On June 13, 2005, McDuff was struck and killed by a motorist while riding his bicycle to work on the organic farm.
The shelter, built earlier this month, is now serving as a temporary home to hikers in both of their memories. O’Neal said a plaque bearing their names will be placed at the shelter, which is about three-fourths of a mile north of Wayah Bald on the AT.
The shelter will accommodate up to eight hikers and serves as a resting point along an eight- to nine-mile stretch of the 2,143-mile Georgia-to-Maine trek. There’s also a new handicapped-accessible privy, O’Neal said.
The 300-member Nantahala Hiking Club maintains a 60-mile stretch of the trail from about Wesser in Swain County to Black Gap outside of Hayesville. Without the club’s willingness to build the shelter, the work simply couldn’t have gotten done, said Brian Browning of the U.S. Forest Service’s Wayah Ranger District.
“We just don’t have the time or the manpower to do a project like this,” he said. “The Nantahala Hiking Club is a huge asset to the district.”
Work on the shelter included four days of pre-building. The coded material was then disassembled, packaged, bundled and flown in to the site by helicopter.
The $5,000 cost to airlift the materials was paid by the Appalachian Trail Conservancy. Morgan Sommerville, regional director for North Carolina, Georgia and Tennessee, said three shelters — including the new one at Wayah — have been built in the last couple of years along the section of the A.T. running from Georgia to Tennessee.
Given how few are built, Nantahala Hiking Club member Tom Rodgers said he jumped at the chance to help.

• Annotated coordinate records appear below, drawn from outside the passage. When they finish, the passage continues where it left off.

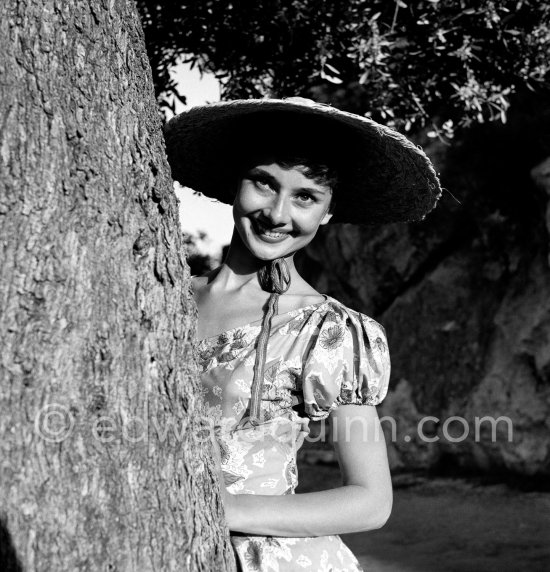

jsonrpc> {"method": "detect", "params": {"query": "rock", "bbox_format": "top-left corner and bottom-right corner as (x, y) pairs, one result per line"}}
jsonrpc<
(297, 132), (550, 476)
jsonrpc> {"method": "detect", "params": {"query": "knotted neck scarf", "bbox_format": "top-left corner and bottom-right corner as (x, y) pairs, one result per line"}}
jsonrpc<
(248, 258), (290, 427)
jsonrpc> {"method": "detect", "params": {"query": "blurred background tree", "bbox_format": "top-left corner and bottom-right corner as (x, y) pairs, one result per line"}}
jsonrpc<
(138, 0), (550, 135)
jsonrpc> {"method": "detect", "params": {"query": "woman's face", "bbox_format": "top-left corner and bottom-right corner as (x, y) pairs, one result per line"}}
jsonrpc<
(233, 161), (332, 260)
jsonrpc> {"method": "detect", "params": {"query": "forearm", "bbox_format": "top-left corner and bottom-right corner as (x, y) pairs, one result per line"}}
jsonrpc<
(226, 485), (391, 537)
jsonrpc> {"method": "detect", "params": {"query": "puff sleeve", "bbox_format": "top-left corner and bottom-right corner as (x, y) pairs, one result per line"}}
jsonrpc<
(302, 308), (391, 421)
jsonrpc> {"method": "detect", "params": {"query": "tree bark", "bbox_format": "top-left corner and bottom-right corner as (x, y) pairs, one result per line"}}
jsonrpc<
(0, 0), (233, 571)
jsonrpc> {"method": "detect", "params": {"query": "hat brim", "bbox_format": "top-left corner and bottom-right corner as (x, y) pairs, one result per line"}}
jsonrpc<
(165, 99), (441, 224)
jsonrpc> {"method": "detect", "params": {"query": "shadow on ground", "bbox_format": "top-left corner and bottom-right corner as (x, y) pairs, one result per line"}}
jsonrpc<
(297, 464), (550, 572)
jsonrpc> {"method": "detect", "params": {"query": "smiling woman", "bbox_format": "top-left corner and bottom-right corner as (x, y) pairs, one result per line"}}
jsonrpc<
(166, 98), (440, 571)
(233, 161), (332, 260)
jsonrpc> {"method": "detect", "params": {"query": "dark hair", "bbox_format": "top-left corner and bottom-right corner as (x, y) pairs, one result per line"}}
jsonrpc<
(241, 153), (338, 213)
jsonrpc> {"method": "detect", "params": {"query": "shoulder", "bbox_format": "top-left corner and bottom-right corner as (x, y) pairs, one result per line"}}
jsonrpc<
(319, 296), (386, 337)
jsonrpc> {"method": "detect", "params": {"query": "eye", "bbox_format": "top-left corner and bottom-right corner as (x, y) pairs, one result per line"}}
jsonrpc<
(296, 193), (317, 204)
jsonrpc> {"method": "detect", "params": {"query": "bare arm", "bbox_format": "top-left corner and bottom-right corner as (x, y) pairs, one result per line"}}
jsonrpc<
(225, 405), (392, 537)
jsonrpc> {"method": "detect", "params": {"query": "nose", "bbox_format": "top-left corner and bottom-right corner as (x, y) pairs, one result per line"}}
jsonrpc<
(263, 193), (289, 225)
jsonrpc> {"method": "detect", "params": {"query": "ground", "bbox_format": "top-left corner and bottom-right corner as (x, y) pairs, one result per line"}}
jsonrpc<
(298, 464), (550, 572)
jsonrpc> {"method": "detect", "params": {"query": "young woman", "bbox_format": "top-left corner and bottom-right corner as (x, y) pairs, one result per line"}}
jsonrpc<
(166, 98), (441, 571)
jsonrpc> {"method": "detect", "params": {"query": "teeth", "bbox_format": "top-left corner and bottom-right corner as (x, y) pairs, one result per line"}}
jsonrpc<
(258, 220), (286, 238)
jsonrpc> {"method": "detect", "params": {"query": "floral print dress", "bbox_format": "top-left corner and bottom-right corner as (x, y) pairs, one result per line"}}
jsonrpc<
(198, 296), (390, 572)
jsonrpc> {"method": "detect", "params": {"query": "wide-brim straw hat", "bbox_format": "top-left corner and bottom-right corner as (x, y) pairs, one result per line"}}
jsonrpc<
(165, 98), (441, 224)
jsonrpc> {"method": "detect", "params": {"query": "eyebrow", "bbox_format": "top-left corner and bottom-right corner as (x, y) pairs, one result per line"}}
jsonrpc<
(246, 167), (327, 196)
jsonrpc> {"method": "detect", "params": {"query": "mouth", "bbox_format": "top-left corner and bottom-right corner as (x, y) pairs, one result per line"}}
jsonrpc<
(254, 220), (289, 242)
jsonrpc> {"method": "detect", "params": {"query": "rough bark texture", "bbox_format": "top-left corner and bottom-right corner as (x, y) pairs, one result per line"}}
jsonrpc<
(0, 0), (233, 570)
(301, 106), (550, 475)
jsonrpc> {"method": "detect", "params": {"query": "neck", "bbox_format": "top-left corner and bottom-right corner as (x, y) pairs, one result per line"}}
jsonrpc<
(209, 229), (299, 290)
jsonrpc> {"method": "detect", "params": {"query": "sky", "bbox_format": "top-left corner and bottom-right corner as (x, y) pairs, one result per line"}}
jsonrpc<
(166, 64), (233, 261)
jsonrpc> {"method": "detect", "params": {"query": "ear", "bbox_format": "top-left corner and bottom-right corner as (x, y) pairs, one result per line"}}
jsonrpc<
(319, 212), (332, 225)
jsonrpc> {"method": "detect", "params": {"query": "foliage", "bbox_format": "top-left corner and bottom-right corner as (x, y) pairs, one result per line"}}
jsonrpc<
(138, 0), (550, 133)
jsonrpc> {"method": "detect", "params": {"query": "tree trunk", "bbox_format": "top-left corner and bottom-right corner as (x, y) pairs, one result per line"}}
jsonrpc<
(0, 0), (233, 571)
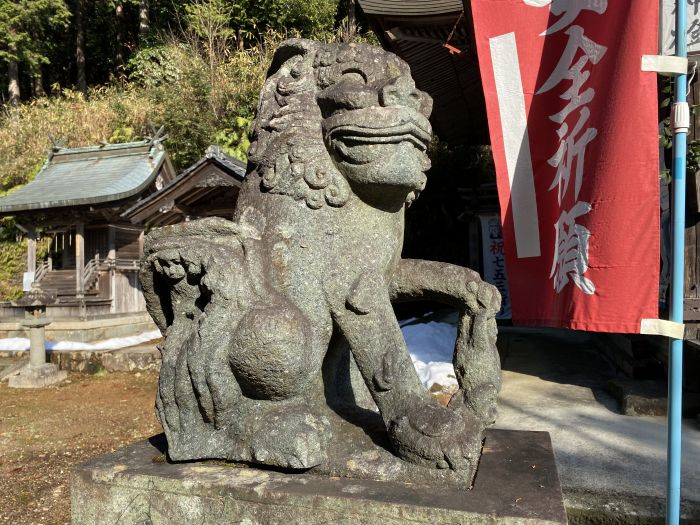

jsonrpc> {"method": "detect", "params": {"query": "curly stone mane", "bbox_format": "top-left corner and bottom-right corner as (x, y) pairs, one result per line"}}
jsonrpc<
(248, 39), (407, 209)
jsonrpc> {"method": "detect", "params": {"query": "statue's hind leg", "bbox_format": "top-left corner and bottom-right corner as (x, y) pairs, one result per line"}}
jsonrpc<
(333, 275), (483, 475)
(202, 300), (329, 468)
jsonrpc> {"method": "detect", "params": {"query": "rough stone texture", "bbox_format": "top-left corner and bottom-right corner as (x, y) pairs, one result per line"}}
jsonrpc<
(8, 363), (68, 388)
(141, 40), (500, 478)
(71, 430), (566, 525)
(605, 379), (700, 417)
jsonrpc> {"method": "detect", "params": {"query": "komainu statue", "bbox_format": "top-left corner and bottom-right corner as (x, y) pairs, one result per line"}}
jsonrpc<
(141, 39), (500, 482)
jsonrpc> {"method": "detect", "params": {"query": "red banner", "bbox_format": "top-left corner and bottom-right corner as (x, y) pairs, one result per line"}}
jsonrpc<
(471, 0), (659, 333)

“It was like a once-in-a-lifetime opportunity,” said Rodgers, who described his work with the hiking club as “payback” for the many times he and his family enjoyed hiking in this region before moving to Western North Carolina from northwest Florida.
Special thanks
The McDuff family wanted to thank the Nantahala Hiking Club, the Appalachian Trail Conservancy, the U.S. Forest Service, the Konnarock Trail Crew, Don O’Neal of the Nantahala Hiking Club, the Jones Family of Macon County, and all those who donated money to help build the shelter.